Anfang des zweiten Drittels vergab zunächst der Ratinger Sturm zwei Riesenmöglichkeiten, mit dem Kontergegenzug in der 22. Minute erzielte Neuss jedoch die 2:1-Führung. Danach war das NEV-Tor in einer von beiden Mannschaften offen geführten Begegnung wie „vernagelt“ und selbst zwei Powerplays, die Ratingen ansonsten in Zählbares zu verwandeln versteht, brachten keine Ergebnisveränderung.

Das letzte Drittel ähnelte den vorherigen, nur das Neuss einen eklatanten Verteidigungsfehler Ratingens zunächst zum 3:1 in der 51. Minute nutzen konnte.
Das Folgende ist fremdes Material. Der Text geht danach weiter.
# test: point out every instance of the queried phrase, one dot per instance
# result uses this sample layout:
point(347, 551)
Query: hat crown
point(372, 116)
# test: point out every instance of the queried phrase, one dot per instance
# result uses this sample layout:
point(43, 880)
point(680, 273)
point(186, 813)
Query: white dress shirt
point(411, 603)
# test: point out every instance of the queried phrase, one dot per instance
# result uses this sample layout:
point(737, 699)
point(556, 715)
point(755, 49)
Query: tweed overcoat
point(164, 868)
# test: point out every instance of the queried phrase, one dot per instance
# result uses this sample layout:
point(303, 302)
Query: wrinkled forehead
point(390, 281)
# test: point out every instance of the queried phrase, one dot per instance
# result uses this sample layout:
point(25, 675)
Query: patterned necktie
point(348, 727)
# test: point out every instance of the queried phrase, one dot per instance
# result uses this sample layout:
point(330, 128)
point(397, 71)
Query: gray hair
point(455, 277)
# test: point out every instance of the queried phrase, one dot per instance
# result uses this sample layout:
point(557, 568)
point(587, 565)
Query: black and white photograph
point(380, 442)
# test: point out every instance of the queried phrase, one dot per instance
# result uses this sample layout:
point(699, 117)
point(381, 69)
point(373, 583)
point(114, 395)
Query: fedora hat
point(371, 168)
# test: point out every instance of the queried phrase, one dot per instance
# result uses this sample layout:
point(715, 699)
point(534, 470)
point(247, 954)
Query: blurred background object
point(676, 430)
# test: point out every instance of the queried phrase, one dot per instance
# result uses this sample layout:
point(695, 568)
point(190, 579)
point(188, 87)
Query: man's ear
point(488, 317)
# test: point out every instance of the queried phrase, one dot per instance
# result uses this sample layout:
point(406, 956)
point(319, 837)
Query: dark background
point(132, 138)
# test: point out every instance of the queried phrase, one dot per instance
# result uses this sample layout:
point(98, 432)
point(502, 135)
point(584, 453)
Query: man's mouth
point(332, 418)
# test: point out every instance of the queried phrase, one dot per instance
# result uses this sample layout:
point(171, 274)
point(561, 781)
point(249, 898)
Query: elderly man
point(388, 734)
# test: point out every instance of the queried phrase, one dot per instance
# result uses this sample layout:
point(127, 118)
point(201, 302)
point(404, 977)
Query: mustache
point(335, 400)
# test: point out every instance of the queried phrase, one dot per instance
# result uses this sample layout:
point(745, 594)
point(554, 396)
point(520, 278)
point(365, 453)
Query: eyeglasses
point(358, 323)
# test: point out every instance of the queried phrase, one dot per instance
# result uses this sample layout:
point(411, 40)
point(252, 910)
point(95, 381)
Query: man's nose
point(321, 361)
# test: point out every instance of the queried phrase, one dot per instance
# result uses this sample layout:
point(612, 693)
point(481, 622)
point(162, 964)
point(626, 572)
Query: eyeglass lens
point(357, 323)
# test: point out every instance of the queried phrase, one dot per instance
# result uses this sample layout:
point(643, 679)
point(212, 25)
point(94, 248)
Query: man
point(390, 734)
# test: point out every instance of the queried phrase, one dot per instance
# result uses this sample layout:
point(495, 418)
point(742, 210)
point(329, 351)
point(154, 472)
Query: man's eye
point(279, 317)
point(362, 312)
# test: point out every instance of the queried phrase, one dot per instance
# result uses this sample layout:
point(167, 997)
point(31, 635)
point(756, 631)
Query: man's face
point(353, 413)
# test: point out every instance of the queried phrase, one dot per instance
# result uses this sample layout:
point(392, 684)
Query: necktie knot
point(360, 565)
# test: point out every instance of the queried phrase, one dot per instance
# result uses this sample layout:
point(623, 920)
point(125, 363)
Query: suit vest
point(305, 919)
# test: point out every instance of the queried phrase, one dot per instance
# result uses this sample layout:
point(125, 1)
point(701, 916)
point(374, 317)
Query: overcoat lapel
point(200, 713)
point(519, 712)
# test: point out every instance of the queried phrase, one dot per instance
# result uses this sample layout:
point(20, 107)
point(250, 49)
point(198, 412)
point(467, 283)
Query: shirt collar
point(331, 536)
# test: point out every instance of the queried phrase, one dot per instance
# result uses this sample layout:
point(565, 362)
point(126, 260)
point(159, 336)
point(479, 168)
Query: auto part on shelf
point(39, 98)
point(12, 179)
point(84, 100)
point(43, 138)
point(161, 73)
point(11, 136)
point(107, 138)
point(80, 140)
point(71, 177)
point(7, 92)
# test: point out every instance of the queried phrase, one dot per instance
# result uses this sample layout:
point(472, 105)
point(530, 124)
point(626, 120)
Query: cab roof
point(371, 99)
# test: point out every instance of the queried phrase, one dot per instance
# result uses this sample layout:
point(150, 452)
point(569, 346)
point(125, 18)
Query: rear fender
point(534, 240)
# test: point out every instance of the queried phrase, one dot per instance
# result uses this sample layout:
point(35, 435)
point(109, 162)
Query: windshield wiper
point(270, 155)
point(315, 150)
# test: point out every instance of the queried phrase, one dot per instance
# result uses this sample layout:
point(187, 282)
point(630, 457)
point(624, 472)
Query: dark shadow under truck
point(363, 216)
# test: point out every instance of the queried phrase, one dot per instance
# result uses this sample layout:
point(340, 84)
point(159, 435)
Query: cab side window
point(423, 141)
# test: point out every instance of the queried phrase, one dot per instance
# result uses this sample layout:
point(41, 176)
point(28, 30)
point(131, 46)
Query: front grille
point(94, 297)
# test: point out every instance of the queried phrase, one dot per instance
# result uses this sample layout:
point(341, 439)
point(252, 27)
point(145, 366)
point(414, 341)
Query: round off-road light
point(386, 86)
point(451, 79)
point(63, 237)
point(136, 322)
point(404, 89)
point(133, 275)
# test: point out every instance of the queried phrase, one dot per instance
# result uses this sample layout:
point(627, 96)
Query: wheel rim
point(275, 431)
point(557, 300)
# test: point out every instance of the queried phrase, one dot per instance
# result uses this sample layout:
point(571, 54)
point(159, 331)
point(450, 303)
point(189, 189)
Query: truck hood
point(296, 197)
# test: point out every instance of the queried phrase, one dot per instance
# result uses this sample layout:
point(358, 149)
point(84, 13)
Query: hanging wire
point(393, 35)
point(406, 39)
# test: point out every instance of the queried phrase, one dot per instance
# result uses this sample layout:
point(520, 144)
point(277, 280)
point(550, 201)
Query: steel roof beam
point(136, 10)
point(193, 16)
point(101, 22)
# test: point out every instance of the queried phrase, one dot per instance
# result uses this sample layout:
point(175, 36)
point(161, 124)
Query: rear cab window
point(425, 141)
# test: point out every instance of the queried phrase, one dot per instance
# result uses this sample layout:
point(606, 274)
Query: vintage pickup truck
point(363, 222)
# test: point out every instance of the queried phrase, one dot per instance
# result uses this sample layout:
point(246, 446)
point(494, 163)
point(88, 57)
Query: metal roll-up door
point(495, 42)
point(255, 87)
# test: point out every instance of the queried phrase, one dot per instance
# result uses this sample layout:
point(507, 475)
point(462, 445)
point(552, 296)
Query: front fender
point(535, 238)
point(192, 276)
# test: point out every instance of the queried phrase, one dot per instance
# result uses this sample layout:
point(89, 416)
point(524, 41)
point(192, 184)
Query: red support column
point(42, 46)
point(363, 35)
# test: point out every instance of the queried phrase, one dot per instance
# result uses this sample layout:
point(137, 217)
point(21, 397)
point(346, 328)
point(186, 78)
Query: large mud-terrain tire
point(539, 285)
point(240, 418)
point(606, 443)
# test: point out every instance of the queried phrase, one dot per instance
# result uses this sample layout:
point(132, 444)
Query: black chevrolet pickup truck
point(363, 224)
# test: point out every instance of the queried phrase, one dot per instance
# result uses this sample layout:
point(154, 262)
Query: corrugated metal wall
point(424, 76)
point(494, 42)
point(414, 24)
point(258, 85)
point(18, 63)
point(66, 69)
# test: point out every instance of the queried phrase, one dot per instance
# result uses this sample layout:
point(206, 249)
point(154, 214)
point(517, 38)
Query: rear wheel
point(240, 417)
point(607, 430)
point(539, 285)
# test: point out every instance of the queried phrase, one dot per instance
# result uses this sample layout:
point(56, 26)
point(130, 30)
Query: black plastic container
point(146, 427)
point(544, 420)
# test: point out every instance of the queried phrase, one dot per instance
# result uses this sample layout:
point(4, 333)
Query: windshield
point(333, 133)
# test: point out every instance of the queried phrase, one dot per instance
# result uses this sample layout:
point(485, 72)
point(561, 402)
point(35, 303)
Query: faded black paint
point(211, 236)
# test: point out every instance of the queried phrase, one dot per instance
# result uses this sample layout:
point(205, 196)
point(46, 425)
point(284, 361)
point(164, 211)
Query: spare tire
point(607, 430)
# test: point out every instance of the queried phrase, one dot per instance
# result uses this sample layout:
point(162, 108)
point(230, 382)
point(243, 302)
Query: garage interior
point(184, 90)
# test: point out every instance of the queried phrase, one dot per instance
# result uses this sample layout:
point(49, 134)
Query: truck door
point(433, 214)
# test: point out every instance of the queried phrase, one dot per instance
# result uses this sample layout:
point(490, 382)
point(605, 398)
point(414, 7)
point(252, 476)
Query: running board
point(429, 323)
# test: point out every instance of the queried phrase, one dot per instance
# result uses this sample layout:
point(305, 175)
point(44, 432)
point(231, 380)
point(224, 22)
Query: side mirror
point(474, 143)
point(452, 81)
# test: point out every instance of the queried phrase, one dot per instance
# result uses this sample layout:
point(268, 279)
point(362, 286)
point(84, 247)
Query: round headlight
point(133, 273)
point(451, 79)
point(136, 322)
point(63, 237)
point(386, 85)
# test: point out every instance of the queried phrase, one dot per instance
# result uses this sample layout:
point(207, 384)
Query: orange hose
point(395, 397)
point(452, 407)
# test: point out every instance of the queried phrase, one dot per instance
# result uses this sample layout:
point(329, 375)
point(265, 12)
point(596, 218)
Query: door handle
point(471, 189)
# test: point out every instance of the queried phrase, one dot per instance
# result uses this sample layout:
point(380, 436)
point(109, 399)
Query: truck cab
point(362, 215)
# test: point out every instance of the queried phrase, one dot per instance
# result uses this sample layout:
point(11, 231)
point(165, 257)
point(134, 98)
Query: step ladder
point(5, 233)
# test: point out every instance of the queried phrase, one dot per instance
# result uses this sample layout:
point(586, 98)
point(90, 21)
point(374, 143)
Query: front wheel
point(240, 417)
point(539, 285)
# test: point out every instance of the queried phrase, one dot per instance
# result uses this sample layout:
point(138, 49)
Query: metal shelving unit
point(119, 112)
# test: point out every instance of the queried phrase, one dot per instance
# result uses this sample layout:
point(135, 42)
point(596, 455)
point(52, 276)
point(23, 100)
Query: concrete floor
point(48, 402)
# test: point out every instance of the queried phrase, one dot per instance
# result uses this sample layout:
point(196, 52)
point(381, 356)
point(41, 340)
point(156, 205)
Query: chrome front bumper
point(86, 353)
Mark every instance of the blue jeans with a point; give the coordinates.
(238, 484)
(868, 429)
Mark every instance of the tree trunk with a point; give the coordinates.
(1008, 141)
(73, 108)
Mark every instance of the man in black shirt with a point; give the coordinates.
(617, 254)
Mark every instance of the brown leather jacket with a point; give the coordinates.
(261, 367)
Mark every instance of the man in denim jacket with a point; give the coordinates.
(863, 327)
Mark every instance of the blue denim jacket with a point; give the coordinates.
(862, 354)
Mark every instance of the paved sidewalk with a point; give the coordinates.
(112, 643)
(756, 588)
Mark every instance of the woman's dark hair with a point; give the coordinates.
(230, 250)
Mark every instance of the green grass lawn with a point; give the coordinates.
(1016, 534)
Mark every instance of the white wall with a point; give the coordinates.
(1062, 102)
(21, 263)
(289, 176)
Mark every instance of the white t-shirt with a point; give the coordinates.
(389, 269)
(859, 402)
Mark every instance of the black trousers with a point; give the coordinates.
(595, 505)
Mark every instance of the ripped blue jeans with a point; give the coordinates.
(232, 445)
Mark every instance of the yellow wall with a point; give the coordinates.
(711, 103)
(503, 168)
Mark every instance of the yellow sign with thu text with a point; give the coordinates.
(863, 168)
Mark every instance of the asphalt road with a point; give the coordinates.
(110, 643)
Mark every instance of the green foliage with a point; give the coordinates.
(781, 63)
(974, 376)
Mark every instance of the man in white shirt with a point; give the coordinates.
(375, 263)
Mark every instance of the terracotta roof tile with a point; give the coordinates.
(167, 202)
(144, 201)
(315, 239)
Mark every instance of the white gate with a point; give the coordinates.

In Überzahl verkürzten die Aliens allerdings nochmals auf 2:3. Ein schneller Spielzug über Štěpán Kuchynka sowie Milan Vanek wurde durch Dennis Fischbuch in der 53. Minute hart und präzise verwertet.

Ein NEV-Konter besiegelte dann aber fünfeinhalb Minuten vor der Schlusssirene die Auswärtsniederlage der Gäste. Ärgerlich war dabei, dass der Schiedsrichter einen „unschön tief angesetzten Check“ gegen Dennis Fischbuch übersah, wodurch sich diese Angriffsmöglichkeit überhaupt erst ergab. Letztendlich aber hatte es die Mannschaft von Alexander Jacobs sechzig Minuten selber in der Hand, dieses Spiel für sich zu entscheiden.